Yeah should be good man, gonna smoke some bong, have a lazy one and enjoy the game! I'm from Scotland, same as Dalgleish, has done well with Liverpool!


----------



## buddha webb (Jan 29, 2012)

Sure has bro..
al the best bosses are from Scotland mate...personally Bill Shankly changed the game of football forever..Liverpools finest Scottish boss...
All the best bruvva..


----------



## FarmerWiz (Feb 9, 2012)

Who are liverpool, haven't they been relegated yet?


----------



## upthearsenal (Feb 10, 2012)

buddha webb said:


> still no one here...fuckin about an hour to go and fucking hating it more than ive ever hated anything,im going to never watch the Lfc MUfc game again...its gonna kill me!!no more...cannot...cant do it.....will watch no more...viewing has stopped...Lfc MUfc no....not good for me....makes me die a little.....B,,,,aahhh not that bad,but not an enjoyable sporting event......im munted..


And yet there's another one coming up... Tomorrow isn't it? Isn't Suarez back for this one? 
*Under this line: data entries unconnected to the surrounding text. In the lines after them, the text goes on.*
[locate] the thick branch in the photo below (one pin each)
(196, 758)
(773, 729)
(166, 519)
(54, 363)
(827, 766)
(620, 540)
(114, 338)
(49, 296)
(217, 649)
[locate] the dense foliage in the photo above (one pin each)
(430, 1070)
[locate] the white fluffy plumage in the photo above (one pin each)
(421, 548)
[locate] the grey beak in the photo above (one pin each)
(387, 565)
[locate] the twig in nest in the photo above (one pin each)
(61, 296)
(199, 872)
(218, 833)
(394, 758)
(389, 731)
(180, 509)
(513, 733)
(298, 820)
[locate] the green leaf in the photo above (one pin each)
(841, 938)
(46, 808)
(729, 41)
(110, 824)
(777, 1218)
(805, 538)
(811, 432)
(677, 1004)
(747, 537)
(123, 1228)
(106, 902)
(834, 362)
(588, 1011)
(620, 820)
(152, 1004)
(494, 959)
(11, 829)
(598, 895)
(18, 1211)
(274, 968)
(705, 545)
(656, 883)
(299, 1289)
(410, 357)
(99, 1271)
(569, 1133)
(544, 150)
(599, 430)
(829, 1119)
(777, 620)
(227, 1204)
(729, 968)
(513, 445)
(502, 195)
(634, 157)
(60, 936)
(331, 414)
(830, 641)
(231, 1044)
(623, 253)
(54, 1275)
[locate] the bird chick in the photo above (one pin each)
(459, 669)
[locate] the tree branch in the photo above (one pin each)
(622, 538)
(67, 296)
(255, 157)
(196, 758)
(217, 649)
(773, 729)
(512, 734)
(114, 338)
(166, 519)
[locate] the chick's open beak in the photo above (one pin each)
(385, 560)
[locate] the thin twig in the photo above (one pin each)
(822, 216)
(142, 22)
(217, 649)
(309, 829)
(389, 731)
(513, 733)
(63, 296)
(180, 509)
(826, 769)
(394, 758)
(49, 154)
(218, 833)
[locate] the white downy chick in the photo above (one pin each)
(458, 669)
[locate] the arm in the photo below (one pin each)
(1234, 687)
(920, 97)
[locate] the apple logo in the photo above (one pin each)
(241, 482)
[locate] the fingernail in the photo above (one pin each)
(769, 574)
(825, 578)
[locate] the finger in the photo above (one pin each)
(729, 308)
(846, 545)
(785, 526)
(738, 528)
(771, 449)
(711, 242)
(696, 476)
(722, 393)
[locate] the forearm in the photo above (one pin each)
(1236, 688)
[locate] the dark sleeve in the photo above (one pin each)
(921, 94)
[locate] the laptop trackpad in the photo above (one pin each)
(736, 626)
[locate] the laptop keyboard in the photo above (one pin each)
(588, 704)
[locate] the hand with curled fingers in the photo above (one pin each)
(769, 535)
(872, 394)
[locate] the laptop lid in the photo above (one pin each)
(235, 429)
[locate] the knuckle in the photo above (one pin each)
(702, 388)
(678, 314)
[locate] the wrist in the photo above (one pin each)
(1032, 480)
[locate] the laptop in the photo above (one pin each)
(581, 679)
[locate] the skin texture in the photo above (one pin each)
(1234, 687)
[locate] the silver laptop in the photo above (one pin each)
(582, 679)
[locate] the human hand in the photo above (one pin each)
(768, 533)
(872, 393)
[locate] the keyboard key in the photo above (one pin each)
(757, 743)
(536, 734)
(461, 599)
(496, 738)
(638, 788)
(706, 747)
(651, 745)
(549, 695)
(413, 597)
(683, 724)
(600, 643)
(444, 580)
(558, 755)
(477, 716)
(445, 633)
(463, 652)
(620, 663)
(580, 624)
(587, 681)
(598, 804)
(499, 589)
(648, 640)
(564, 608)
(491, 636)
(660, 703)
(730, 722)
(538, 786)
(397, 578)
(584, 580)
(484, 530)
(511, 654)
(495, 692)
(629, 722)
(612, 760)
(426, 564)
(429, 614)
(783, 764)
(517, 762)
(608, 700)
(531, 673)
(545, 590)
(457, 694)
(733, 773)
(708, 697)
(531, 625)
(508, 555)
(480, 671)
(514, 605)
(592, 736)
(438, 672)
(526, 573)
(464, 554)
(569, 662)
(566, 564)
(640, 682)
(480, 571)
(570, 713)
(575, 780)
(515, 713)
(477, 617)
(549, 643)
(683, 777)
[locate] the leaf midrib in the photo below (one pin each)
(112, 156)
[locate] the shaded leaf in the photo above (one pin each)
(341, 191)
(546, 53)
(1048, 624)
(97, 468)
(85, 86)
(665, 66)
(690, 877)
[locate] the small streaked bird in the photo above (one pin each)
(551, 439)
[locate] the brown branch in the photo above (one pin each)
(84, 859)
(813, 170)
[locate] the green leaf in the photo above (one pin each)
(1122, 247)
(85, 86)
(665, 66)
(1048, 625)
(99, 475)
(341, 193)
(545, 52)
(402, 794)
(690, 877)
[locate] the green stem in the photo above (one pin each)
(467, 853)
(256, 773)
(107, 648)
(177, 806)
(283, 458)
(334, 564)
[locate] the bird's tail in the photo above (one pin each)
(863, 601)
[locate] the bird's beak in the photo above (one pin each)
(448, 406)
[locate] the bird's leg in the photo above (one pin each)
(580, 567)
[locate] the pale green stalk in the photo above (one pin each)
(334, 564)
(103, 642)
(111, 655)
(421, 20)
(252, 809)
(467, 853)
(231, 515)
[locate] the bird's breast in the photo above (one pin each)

Shit, now that I think of it, considering the racism spat, this should be an interesting game...


----------



## upthearsenal (Feb 10, 2012)

buddha webb said:


> Sure has bro..
> al the best bosses are from Scotland mate...personally Bill Shankly changed the game of football forever..Liverpools finest Scottish boss...
> All the best bruvva..


Yeah bro, and you can't forget Souness... oh wait... 

(only joking)


----------



## buddha webb (Feb 11, 2012)

Souness was a footballing legend!! not a managerial one....unfortunately!!
10 mins till the pain returns......


----------



## OnlyDopesSmokeDope (Feb 11, 2012)

fair play evra


----------